Practice set 5.3
1
Suppose \(X\) and \(Y\) are jointly continuous with joint pdf given by:
\[ f(x, y) = \begin{cases} 3x, & 0 \le y \le x \le 1\\ 0, & \text{elsewhere.} \end{cases} \]
A
Find the marginal density functions of \(X\) and \(Y\). Do either of them follow well-known forms?
B
For what values of \(x\) is \(f_{Y|X}(y|x)\) defined? Find this conditional density, and identify it as following a well-known form.
C
Find \(F_{Y|X}(y|x)\).
D
What is \(P(Y>1/2 | X = 3/4)\)?
E
What is \(P(Y<1/2 | X = 1/4)\)?
2
Let X and Y have joint density function:
\[f_{X,Y}(x, y) = \begin{cases} e^{-(x + y)}, & x > 0, \; y > 0, \\ 0, & \text{elsewhere.} \end{cases}\]
with joint CDF:
\[F_{X,Y}(x,y) = \begin{cases} 0, & x \le 0 \text{ or } y \le 0, \\ (1 - e^{-x})(1 - e^{-y}), & x > 0, y > 0 \end{cases}\]
Find the marginal CDFs of \(X\) and \(Y\).
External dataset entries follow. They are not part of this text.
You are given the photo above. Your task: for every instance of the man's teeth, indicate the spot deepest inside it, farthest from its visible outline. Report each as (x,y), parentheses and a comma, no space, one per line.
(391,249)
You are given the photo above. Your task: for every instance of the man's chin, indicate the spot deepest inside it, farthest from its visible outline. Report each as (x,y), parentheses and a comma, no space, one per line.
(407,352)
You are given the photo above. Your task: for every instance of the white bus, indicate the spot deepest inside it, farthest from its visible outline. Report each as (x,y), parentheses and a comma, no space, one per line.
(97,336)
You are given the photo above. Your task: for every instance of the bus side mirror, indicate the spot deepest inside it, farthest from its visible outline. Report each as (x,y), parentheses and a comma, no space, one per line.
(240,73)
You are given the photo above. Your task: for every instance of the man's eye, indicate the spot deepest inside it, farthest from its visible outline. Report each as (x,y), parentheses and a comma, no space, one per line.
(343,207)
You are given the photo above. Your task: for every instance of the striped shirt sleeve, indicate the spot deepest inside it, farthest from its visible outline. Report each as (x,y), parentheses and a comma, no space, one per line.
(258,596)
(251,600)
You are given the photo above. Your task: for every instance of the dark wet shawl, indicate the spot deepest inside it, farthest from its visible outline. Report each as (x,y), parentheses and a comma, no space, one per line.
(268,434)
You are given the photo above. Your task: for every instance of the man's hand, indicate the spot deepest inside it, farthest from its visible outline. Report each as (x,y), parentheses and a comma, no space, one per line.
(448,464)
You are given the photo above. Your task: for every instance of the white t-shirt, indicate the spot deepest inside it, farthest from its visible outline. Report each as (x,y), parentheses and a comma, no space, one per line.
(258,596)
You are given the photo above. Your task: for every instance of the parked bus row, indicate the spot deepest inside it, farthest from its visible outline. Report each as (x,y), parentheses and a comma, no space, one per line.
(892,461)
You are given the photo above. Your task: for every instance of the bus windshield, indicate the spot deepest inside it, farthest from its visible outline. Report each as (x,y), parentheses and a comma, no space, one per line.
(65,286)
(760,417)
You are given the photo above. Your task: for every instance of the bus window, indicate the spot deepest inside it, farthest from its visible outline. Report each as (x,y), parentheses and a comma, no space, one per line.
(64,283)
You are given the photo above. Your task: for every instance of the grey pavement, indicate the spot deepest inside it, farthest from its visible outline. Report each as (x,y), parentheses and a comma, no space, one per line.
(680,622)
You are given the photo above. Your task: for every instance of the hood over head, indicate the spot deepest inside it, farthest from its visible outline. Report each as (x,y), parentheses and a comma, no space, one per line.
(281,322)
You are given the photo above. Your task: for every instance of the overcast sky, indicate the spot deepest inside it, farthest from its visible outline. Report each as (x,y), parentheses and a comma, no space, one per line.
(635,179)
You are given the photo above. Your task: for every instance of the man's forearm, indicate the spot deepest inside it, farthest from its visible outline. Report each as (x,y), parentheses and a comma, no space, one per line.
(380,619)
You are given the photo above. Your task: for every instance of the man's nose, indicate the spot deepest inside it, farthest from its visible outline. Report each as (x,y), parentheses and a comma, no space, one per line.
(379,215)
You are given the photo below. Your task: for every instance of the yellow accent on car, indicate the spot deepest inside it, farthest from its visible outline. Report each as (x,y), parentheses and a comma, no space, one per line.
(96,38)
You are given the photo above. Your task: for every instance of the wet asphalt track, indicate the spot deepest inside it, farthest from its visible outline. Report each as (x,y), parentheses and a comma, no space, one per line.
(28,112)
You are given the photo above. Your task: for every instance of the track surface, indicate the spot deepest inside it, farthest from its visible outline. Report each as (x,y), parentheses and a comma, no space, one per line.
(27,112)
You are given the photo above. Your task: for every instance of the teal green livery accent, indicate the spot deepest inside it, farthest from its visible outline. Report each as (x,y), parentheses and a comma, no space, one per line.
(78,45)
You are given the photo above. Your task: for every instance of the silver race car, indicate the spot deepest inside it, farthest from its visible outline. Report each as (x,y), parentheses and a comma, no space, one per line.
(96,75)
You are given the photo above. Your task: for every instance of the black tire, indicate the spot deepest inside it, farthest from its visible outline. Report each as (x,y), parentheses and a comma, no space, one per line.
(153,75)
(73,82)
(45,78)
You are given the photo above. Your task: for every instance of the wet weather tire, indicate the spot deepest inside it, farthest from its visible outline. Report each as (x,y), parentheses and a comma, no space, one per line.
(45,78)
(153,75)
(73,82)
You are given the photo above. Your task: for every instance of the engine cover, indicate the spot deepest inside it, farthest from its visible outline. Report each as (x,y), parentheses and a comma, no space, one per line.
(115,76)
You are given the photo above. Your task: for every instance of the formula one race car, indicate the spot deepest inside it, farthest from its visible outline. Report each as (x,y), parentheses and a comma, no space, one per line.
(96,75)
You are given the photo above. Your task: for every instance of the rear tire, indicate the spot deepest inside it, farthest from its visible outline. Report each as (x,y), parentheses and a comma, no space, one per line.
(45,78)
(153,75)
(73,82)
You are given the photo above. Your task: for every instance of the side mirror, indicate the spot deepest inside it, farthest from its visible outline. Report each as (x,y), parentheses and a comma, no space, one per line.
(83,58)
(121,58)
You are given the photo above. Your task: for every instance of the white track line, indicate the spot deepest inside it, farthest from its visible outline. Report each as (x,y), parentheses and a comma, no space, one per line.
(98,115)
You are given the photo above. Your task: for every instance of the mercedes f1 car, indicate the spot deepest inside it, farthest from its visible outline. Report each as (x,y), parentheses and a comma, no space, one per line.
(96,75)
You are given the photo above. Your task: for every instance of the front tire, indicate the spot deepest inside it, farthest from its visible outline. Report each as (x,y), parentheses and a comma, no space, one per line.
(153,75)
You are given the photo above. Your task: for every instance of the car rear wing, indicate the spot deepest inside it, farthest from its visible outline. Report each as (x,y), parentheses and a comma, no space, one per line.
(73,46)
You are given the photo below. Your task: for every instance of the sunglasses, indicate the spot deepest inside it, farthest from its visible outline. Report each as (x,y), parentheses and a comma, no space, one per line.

Identify \(X\) and \(Y\) as marginally following well-known forms.
3
\(X\) and \(Y\) are jointly continuous with joint pdf:
\[f_{X,Y}(x,y) = \begin{cases}6(1-y) & 0 < x < y < 1 \\ 0 & otherwise \end{cases}\]
and joint CDF:
\[F_{X,Y}(x,y) = \begin{cases} 0 & x < 0\ or\ y < 0 \\ 3x^2-2x^3 + 3x(y-x)(2-y-x) & 0 < x < y < 1 \\ 3y^2-2y^3 & 0 < y < 1, x \geq y \\ x^3-3x^2+3x & 0 < x < 1, y\geq 1\\ 1 & x\geq 1, y \geq 1 \end{cases}\]
A
Find \(F_{Y|X}(y|x)\).
B
Find \(F_{X|Y}(x|y)\).
4
Suppose that the random variables X and Y have joint probability density function given by
\[f(x, y) = \begin{cases} 6x^2y, & 0 \le x \le y,\; x + y \le 2, \\ 0, & \text{elsewhere.} \end{cases}\]
A
Find the marginal pdfs of \(X\) and \(Y\). Do either of them follow well-known forms?
B
For what values of \(x\) does \(f_{Y|X}(y|x)\) exist? Find this conditional density.
C
Find \(F_{Y|X}(y|x)\).
D
Find \(P(Y<1.1 | X = 0.6)\).
E
Find \(P(Y>1.5 | X = 0.8)\).
F
Find \(P(Y > 1.5 | X = 1.6)\).
5
Suppose \(X\) and \(Y\) are uniformly distributed over the triangular region shown below:
A
Find the marginal density functions.
B
What is \(P(Y>1/2 | X = 1/4)\)?
6
If \(X\sim UNIF(0,1)\) and for \(0<x<1\), \(Y|X=x \sim UNIF(0,x)\):
A
Find the joint pdf of \(X\) and \(Y\).
B
Find the marginal density function for \(Y\).
7
If \(X\sim N(0,1)\) and \(Y|X=x \sim N(x, 1)\), show that marginally \(Y\sim N(0,2)\).